ANKARA, Turkey — Turkey’s central bank kept a key interest rate unchanged on Thursday, halting a string of rate cuts that triggered a currency crisis and sent consumer prices skyrocketing.
The bank’s Monetary Policy Committee said it decided to keep its policy rate “constant” at 14%, putting on hold a rate-cutting policy that has reduced borrowing costs by 5 percentage points since September despite soaring inflation. By contrast, many other central banks have increased rates to control surging prices.
Turkish President Recep Tayyip Erdogan insists on lowering borrowing costs to boost growth. He has long argued that high interest rates cause inflation, even though economists say raising them is the way to tame soaring prices.
Erdogan has turned to unconventional measures to halt the depreciation of the Turkish lira instead of raising interest rates. The measures include a program that encourages people to keep their savings in lira through guarantees to compensate losses from the decline of the Turkish currency.
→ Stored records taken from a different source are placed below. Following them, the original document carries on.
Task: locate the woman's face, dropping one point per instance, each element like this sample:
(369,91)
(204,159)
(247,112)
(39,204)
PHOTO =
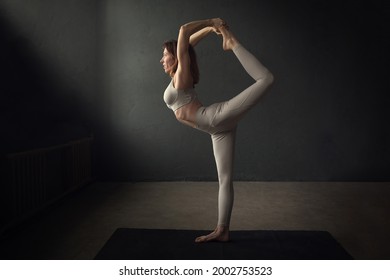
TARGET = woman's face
(168,60)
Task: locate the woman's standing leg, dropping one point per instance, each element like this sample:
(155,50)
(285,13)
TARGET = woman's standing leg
(223,147)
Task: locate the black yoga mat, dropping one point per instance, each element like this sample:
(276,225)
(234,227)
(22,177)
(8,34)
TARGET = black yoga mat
(162,244)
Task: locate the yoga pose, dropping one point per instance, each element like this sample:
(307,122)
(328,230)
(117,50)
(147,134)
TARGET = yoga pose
(220,119)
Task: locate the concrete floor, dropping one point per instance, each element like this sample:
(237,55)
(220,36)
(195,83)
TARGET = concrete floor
(356,214)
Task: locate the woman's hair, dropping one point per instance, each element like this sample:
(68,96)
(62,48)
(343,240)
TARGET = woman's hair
(171,47)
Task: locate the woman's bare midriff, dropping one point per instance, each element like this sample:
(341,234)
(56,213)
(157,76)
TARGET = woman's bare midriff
(187,113)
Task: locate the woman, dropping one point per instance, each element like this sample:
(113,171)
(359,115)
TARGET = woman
(219,120)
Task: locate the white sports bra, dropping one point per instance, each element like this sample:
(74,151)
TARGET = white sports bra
(176,98)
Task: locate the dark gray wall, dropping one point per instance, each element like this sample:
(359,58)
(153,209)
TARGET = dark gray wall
(324,119)
(74,67)
(48,72)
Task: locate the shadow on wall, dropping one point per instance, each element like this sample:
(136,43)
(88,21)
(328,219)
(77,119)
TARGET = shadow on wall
(37,108)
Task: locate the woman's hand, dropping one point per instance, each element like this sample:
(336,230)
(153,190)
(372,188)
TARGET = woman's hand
(218,22)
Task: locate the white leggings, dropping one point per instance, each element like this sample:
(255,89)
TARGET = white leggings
(220,121)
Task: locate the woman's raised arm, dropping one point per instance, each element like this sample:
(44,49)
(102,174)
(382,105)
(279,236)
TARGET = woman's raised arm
(183,78)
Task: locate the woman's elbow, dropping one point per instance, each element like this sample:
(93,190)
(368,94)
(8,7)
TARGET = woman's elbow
(268,78)
(183,31)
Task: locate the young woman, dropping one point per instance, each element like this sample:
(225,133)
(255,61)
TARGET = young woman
(220,119)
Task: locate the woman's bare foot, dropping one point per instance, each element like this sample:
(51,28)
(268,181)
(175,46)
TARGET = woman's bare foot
(229,41)
(221,234)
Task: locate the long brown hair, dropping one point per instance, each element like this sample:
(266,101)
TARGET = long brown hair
(171,47)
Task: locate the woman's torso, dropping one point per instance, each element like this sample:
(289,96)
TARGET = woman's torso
(188,103)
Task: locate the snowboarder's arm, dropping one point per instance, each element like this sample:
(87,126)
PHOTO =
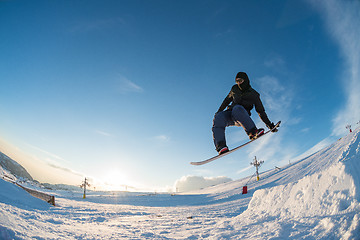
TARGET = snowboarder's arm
(225,103)
(259,107)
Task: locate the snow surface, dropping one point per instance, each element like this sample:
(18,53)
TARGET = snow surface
(315,198)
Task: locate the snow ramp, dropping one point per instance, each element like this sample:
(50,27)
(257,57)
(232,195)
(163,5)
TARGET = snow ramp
(317,196)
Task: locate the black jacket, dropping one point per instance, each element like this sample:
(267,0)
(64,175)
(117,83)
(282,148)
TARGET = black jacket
(246,97)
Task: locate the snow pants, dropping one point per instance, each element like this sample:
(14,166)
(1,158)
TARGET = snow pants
(238,116)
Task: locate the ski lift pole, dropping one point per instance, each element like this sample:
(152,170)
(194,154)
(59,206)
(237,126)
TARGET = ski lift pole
(85,183)
(257,165)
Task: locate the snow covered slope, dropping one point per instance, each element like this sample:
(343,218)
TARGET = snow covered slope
(315,198)
(12,166)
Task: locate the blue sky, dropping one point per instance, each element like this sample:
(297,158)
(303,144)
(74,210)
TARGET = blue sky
(125,91)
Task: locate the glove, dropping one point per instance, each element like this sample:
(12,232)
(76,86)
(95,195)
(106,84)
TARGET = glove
(271,126)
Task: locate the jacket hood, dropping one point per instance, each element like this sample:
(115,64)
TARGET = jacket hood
(246,84)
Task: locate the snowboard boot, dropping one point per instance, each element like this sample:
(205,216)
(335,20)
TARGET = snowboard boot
(255,133)
(223,150)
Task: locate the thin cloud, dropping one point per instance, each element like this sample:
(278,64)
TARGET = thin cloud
(162,138)
(102,133)
(342,18)
(191,183)
(126,86)
(97,25)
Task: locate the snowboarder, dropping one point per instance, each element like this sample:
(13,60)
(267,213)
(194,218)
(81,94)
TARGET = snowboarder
(242,98)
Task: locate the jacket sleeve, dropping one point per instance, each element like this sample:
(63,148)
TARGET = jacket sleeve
(226,102)
(261,111)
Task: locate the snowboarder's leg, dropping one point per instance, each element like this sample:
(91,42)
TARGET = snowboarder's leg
(221,120)
(241,118)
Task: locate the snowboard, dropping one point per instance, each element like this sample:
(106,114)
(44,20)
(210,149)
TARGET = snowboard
(234,149)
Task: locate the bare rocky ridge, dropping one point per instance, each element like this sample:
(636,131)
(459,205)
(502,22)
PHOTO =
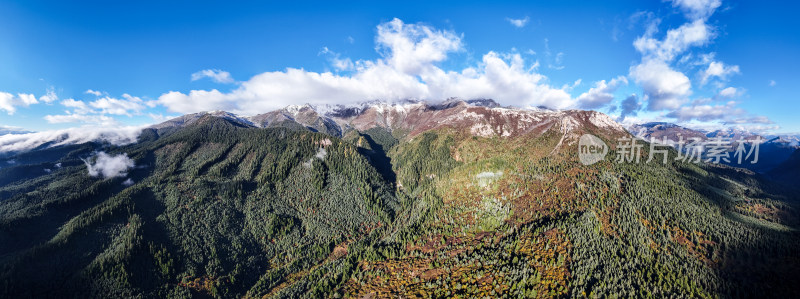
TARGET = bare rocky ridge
(482,117)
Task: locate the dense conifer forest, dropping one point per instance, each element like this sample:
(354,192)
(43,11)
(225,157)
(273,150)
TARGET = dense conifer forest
(221,210)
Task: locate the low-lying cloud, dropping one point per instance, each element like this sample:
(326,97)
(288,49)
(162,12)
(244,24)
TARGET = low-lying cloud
(23,142)
(107,166)
(408,69)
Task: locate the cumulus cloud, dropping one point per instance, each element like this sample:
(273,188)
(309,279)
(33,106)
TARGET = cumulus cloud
(519,23)
(629,106)
(719,70)
(664,87)
(215,75)
(675,42)
(107,166)
(729,92)
(93,92)
(601,94)
(50,96)
(127,105)
(81,118)
(97,112)
(750,120)
(9,102)
(697,9)
(408,69)
(23,142)
(706,112)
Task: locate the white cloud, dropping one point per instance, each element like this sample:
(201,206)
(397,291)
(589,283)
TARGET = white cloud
(719,70)
(697,9)
(664,87)
(50,96)
(601,94)
(342,64)
(78,106)
(630,106)
(215,75)
(750,120)
(108,166)
(93,92)
(113,135)
(675,42)
(128,105)
(407,69)
(729,92)
(706,112)
(519,23)
(9,102)
(81,118)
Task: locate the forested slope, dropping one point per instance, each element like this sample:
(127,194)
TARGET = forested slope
(221,209)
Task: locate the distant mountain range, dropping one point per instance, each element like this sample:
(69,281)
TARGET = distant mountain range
(406,199)
(774,150)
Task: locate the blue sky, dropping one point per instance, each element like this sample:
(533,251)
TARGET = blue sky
(702,63)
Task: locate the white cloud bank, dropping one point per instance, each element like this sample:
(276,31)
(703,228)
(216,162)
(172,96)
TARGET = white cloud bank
(107,166)
(408,69)
(519,23)
(22,142)
(215,75)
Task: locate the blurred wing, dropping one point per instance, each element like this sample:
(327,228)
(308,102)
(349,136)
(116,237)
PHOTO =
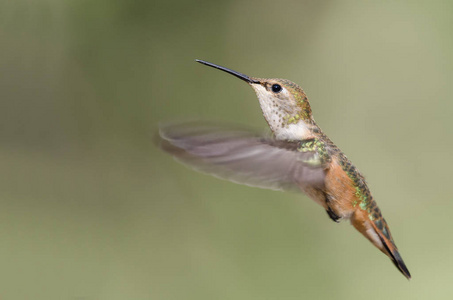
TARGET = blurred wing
(240,156)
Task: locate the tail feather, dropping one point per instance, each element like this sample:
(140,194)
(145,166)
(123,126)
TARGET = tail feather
(391,250)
Economists warn the system could put an extra burden on the treasury.
The lira, which lost around 45% of its value against the dollar last year, strengthened slightly against the U.S. currency following Thursday’s interest rate decision.
Inflation in Turkey surged 36% last month — reaching a 19-year high and leaving many in the country of nearly 84 million struggling to buy food and other basic goods.